Concerning instrumentation, it is important to note that the prices of femtosecond lasers have been steadily decreasing as a new generation of fiber lasers has emerged, offering smaller size, better reliability, and much improved usability. The drawback of fixed wavelength emission may be adequately overcome by single-cavity, multiple-wavelength fiber laser systems and by future developments concerning Er-doped fiber lasers. Likewise, the introduction of hybrid detectors represented a great improvement in timing resolution and constituted a significant step toward a clinical instrument. The recent introduction of a commercial compact device, based on a fiber laser, for human skin imaging, signals the current trends of TPI instrumentation for use in clinical environments.

Improvements in SHG and FLIM data analysis are also required. Although several metrics were proposed to assess the level of collagen organization, data analysis of corneal SHG images is still mostly qualitative and existing methods never have been objectively evaluated or compared. Studies comparing the performance of different metrics in controlled conditions, like those provided by using computer-generated SHG images, are required to progress to clinical applications.
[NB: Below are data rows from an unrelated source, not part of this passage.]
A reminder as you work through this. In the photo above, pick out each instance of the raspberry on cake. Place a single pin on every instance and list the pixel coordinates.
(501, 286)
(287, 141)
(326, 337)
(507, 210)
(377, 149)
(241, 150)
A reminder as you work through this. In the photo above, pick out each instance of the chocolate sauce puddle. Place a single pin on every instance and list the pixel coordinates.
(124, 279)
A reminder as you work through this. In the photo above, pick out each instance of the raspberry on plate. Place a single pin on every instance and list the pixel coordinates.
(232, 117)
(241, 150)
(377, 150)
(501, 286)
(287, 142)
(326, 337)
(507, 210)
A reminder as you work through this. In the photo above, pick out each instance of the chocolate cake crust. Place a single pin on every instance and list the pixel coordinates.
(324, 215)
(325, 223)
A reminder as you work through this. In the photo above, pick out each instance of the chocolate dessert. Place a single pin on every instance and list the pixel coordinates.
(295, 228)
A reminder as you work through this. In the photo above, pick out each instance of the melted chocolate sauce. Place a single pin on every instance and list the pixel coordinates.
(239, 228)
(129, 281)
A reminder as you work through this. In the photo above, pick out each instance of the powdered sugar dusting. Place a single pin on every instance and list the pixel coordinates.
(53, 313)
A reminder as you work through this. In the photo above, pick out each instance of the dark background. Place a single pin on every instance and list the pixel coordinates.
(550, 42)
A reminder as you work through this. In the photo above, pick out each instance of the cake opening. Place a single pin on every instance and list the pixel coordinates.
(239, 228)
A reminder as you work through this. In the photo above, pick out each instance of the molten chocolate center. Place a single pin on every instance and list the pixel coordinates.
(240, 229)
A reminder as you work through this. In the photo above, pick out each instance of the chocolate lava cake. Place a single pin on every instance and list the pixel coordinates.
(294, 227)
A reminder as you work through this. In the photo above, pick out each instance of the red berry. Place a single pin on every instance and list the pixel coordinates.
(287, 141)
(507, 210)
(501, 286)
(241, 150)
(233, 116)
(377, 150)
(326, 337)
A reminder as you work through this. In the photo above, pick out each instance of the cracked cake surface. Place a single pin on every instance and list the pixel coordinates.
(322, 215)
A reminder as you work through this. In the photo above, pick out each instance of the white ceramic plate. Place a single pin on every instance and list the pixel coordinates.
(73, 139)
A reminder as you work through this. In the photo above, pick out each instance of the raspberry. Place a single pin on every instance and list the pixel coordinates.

It is also important to develop new FLIM data analysis methods to comply with usability constraints posed by operation in clinical settings. Current fit-based techniques are time-consuming and require experienced user supervision. Deep-learning-based methods hold great promise and will certainly change the state-of-art in FLIM data analysis. Approaches based on CNNs can accomplish fit-free FLIM, solving the constraint of user supervision. Deep learning methods may also greatly improve the image analysis process, but it is necessary to enhance their explainability to be widely accepted for clinical use.
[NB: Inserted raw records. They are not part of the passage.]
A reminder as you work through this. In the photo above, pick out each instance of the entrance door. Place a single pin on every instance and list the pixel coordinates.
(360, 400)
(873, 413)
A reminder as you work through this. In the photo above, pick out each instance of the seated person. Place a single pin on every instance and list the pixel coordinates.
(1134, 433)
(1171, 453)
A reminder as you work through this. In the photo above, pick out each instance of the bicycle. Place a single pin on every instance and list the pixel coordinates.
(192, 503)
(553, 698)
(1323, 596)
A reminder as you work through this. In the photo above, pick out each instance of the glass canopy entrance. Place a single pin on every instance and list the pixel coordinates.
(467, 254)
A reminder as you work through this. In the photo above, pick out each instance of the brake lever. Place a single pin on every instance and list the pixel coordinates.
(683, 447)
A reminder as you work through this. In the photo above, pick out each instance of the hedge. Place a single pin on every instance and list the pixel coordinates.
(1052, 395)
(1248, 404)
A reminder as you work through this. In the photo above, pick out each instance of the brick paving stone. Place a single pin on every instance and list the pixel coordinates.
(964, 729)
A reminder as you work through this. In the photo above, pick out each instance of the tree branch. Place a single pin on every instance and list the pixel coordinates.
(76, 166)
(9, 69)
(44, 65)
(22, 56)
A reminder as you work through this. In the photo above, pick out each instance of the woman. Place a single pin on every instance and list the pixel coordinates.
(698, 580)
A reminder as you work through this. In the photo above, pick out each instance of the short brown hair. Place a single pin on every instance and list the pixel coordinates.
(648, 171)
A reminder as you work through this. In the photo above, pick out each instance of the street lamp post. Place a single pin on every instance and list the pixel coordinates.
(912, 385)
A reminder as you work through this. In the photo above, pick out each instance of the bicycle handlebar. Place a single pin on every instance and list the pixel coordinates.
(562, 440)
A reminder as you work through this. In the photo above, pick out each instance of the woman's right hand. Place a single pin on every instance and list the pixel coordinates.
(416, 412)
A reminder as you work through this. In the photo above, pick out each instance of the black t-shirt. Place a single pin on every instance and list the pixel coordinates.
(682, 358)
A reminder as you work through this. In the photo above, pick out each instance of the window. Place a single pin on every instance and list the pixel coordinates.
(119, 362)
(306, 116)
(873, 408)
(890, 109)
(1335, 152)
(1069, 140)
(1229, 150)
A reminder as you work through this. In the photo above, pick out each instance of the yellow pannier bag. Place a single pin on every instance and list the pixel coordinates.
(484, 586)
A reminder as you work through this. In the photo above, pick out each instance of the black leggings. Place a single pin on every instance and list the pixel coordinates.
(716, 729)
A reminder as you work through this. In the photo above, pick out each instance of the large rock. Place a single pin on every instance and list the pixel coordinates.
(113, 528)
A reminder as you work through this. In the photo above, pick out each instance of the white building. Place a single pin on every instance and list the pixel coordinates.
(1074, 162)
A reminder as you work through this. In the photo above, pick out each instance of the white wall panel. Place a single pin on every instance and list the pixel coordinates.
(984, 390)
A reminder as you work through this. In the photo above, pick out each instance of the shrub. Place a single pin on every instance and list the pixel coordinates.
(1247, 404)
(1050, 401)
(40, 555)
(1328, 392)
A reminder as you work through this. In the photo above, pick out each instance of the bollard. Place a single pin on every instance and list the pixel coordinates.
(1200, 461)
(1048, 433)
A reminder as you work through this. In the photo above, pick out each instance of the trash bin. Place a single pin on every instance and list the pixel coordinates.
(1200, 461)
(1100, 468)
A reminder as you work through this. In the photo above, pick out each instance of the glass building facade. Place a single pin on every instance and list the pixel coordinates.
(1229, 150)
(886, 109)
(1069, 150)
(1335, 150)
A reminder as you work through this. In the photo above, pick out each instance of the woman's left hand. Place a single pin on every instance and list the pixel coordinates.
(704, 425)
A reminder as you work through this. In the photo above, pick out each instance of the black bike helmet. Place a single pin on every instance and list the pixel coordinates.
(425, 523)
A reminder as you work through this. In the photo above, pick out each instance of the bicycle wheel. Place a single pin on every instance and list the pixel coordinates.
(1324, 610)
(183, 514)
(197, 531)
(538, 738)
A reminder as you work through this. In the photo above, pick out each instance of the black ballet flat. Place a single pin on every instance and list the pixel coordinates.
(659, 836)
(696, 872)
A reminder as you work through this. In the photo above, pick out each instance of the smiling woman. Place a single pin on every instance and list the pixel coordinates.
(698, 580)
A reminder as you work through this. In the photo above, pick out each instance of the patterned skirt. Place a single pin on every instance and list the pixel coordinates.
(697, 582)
In conclusion, several key developments must be accomplished for translating corneal TPI to clinical environments. However, the potential value of the additional information provided by TPI, compared to current clinical corneal imaging methods, is a substantial driving force for fostering those developments. In the future, corneal TPI will certainly be a reality in ophthalmology departments, improving disease diagnosis and therapeutical evaluations.